Invece la ricerca della felicità individuale e collettiva è stata capovolta in una realizzazione personale totalmente dimentica dell’originaria azione creativa e dialettica del femminismo.
Ogni riflessione e pratica eterodiretta rispetto al pensiero unico viene rinchiusa dal potere nella logica del negativo e del patologico, da reprimere, utilizzando da un lato le componenti socialdemocratiche riformiste come agenti controrivoluzionari, dall’altro le componenti dichiaratamente fasciste con la repressione diretta. Le une e le altre sono complementari.

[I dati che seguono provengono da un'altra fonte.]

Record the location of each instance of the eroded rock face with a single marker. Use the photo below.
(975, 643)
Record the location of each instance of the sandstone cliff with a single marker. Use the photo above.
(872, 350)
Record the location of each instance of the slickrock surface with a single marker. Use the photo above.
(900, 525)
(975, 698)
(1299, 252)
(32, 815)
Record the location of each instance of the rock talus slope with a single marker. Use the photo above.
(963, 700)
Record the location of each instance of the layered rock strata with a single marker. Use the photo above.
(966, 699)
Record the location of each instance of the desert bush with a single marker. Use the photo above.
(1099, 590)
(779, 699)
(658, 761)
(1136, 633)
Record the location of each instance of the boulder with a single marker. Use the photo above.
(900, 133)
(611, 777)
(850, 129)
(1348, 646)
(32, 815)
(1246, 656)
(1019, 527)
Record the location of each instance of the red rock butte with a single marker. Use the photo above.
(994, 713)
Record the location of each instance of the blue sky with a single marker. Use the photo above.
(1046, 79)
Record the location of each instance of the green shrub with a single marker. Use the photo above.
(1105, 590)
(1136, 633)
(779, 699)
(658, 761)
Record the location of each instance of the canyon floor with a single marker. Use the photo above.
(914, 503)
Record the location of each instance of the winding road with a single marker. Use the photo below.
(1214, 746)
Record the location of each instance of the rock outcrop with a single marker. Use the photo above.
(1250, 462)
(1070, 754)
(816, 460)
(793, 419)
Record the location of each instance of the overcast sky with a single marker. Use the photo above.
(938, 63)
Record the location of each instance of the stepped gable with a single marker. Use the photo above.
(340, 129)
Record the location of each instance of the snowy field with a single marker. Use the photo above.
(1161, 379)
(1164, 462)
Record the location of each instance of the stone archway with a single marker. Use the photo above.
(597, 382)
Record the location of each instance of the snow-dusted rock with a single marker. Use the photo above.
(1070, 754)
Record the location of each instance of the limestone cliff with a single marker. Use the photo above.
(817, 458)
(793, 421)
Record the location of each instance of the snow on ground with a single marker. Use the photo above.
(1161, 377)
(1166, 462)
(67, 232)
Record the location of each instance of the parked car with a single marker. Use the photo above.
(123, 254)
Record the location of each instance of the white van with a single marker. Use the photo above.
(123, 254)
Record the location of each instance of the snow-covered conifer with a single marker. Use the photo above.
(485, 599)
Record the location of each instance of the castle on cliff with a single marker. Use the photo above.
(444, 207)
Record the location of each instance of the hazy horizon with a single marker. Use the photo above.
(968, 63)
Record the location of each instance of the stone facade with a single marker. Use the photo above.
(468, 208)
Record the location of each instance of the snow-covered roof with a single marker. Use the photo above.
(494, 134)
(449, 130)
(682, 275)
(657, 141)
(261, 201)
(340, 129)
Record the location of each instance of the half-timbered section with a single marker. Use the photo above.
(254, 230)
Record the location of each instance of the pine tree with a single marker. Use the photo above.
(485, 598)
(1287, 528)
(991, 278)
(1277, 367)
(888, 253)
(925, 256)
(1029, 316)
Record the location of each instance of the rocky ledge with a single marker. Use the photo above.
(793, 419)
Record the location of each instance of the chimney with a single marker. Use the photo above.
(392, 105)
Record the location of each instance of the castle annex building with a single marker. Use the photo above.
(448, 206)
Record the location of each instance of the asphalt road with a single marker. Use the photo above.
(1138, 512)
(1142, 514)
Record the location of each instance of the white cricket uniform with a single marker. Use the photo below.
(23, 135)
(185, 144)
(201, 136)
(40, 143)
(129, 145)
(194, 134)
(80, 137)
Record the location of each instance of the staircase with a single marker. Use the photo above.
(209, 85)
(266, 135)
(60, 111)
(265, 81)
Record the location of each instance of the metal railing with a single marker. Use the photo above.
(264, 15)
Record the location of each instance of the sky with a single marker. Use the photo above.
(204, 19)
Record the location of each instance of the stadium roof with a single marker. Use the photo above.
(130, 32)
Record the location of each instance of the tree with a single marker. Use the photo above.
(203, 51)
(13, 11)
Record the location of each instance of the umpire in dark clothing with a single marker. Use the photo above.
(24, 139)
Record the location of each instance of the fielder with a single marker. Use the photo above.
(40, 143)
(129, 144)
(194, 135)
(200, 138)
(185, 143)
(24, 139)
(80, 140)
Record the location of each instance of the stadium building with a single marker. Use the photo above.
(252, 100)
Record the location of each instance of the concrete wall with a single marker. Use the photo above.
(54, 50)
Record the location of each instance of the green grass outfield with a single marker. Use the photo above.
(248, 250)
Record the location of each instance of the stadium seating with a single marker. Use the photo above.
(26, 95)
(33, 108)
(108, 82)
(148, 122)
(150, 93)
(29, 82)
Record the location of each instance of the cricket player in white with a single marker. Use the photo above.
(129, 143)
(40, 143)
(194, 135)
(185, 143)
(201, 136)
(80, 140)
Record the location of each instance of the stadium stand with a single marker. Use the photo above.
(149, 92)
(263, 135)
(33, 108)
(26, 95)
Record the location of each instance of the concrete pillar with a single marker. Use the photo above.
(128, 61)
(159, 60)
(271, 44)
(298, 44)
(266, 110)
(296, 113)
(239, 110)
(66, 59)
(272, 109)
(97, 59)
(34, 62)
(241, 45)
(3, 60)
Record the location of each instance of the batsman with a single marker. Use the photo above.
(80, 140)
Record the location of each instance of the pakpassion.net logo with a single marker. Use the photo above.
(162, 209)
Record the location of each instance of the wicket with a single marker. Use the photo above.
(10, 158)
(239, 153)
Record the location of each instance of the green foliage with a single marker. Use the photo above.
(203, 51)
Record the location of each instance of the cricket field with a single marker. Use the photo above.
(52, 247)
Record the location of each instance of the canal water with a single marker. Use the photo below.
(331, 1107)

Tutto questo ha portato ad un incremento della violenza. Da quella tradizionale che si manifestava nello sfruttamento all’interno del sistema organizzato di fabbrica o di impresa capitalistica, da quella che veniva esercitata nei confronti di chi aveva un orientamento ideologico diverso, da quella secolare di genere, oggi il potere è passato alla pretesa di piegare ai suoi obiettivi tutta la nostra vita.
In questa società, “realizzazione della civiltà”, la violenza non è più qualcosa di esterno ma è immanente, è causa e principio e, perciò, è legalizzata e istituzionalizzata.
A questo sporco gioco non ci stiamo, ci troverete ovunque ci siano crepe per poter uscire da questa società e per smontarla.